In December 2019, we entered into a license agreement (the “License Agreement”) with AbbVie Ireland Unlimited Company (“AbbVie”), which granted us an exclusive license to develop and commercialize atrasentan, an endothelin receptor antagonist. Under the agreement, we assumed all global development and commercialization responsibilities for atrasentan. In consideration of the license and rights granted under the License Agreement, we made an upfront cash payment and issued 2.0 million shares of common stock for total consideration of $6.7 million to AbbVie. We concluded that this transaction should be accounted for as an asset purchase, and as such, recorded the associated expense within research and development expense in the statements of operations and comprehensive loss, as the product has not reached technological feasibility and does not have alternative future use. Under the License Agreement, we are obligated to make contingent development, regulatory and commercial milestone payments of up to a maximum of $135.0 million in the aggregate, as well as pay royalties on the worldwide net sales of licensed products ranging from upper-single-digit to high-teen percentages.

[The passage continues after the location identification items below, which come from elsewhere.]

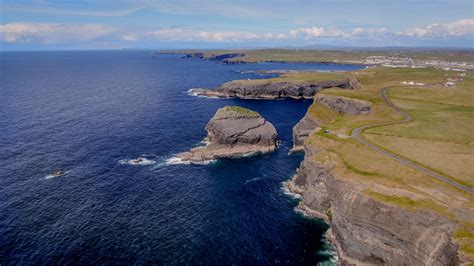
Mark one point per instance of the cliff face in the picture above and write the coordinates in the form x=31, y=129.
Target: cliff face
x=275, y=90
x=234, y=131
x=338, y=104
x=344, y=105
x=365, y=230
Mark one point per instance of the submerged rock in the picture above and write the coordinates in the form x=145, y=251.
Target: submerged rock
x=233, y=132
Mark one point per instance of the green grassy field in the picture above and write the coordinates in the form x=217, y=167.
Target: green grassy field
x=302, y=55
x=440, y=137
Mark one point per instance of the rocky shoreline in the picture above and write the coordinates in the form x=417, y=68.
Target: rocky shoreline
x=234, y=132
x=372, y=60
x=363, y=230
x=274, y=90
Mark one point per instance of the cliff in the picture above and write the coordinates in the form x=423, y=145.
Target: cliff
x=234, y=132
x=275, y=90
x=364, y=229
x=368, y=231
x=335, y=104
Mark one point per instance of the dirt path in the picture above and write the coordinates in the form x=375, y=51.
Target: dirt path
x=356, y=134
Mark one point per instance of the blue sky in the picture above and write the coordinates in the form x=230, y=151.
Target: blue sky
x=109, y=24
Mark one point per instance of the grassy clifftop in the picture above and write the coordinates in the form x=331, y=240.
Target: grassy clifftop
x=301, y=55
x=439, y=138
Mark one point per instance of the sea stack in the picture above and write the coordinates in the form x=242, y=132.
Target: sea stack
x=234, y=132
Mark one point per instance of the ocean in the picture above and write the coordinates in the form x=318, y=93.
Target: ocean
x=89, y=113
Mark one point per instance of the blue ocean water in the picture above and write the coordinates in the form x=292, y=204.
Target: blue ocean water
x=86, y=112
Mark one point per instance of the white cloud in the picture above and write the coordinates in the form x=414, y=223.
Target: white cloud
x=458, y=28
x=46, y=33
x=50, y=33
x=317, y=32
x=41, y=9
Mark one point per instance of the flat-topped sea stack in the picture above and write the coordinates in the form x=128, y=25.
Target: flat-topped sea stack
x=234, y=132
x=256, y=89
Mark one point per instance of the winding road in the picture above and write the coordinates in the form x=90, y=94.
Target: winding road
x=356, y=134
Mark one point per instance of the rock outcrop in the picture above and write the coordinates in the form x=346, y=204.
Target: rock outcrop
x=365, y=230
x=275, y=90
x=368, y=231
x=219, y=57
x=344, y=105
x=233, y=132
x=338, y=104
x=302, y=130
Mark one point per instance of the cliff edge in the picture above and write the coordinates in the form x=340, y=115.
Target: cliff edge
x=232, y=132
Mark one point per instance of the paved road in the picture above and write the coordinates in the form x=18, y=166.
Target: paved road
x=406, y=118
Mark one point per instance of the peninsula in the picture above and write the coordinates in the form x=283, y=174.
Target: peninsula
x=387, y=162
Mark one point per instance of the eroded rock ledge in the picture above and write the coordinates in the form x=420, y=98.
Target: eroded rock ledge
x=233, y=132
x=364, y=230
x=337, y=104
x=367, y=231
x=274, y=90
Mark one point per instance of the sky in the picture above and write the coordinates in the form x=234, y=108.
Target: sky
x=177, y=24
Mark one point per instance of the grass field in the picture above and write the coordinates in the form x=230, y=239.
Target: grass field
x=302, y=55
x=440, y=137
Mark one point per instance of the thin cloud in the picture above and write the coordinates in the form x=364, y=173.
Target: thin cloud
x=457, y=28
x=45, y=33
x=69, y=12
x=50, y=33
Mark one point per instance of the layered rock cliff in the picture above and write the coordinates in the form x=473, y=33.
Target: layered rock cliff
x=275, y=90
x=365, y=230
x=337, y=104
x=232, y=132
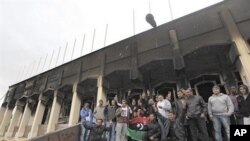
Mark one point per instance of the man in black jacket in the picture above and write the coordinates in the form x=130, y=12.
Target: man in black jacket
x=97, y=130
x=153, y=129
x=196, y=110
x=244, y=104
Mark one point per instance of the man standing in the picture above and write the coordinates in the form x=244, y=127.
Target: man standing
x=122, y=117
x=153, y=129
x=111, y=110
x=196, y=109
x=220, y=108
x=87, y=118
x=97, y=130
x=244, y=105
x=99, y=111
x=163, y=106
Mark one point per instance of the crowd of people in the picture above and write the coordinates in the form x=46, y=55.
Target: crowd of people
x=159, y=117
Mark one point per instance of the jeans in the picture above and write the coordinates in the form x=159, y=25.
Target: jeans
x=110, y=135
x=198, y=125
x=121, y=131
x=84, y=133
x=219, y=120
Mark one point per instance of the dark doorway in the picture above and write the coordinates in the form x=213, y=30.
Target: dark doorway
x=205, y=90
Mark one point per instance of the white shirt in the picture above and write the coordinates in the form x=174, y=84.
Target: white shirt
x=166, y=107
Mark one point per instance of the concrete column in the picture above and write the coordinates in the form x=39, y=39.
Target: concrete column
x=37, y=119
x=100, y=91
x=54, y=114
x=13, y=122
x=5, y=121
x=2, y=110
x=75, y=107
x=24, y=121
x=242, y=47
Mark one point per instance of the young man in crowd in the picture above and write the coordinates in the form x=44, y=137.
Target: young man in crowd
x=220, y=108
x=122, y=118
x=153, y=129
x=233, y=94
x=244, y=105
x=196, y=110
x=96, y=130
x=110, y=118
x=87, y=118
x=99, y=110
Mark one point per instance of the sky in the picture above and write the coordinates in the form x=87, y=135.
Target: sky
x=34, y=32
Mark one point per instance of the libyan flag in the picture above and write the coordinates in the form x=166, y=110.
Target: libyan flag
x=135, y=135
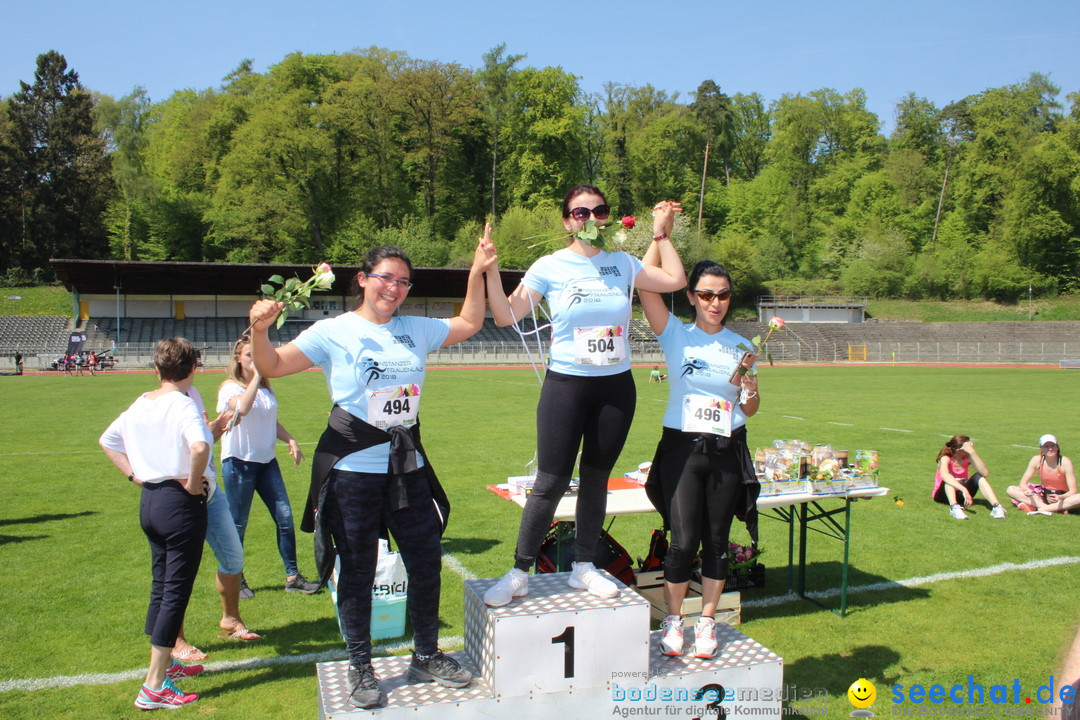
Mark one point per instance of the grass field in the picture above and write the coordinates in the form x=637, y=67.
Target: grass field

We did not recognize any milestone payments for the three months ended March 31, 2022 and 2021. As of March 31, 2022 and December 31, 2021, we did not have any payable or receivable balances associated with the License Agreement.

Merck

In connection with the Merger, we became party to an agreement with Merck. The agreement sets forth the parties’ respective obligations for development, commercialization, regulatory and manufacturing and supply activities for antibody product candidates. All performance obligations of Aduro were completed prior to the Merger. We are eligible to receive future contingent payments, including up to $287.0 million in potential development milestone payments, and up to $135.0 million in commercial and net sales milestones for a product candidate. In addition, we are eligible to receive royalties at percentages in the mid-single digits to low teens based on net sales of the product. Future milestone payments and royalties will be recognized as revenue when earned as we have no performance obligations under this agreement. Any such milestones and royalties earned prior to October 4, 2030 will be payable by us to the CVR holders, net of deductions permitted under the CVR Agreement, including taxes and certain other expenses. A $10.0 million development milestone was earned in the fourth quarter of 2021 and received in the first quarter of 2022. We expect to pay this milestone, net of taxes and expenses, to the CVR holders in the second quarter of 2022.

Eli Lilly and Company

In connection with the Merger, we assumed an ongoing research collaboration and exclusive license agreement with Eli Lilly and Company (“Lilly”) for the research and development of novel immunotherapies for autoimmune and other inflammatory diseases. Our only remaining performance obligation under the agreement was to perform research services through 2021, for which we were reimbursed up to a specified amount. We are eligible to receive future contingent milestone payments of up to approximately $464.9 million per licensed product and tiered royalties on net sales at percentages in the single digits. We determined that the potential milestone payments are not considered probable of being achieved and, accordingly, such milestones will be recognized as revenue when earned.

For the three months ended March 31, 2021, we recognized revenue of $0.4 million under the Lilly agreement.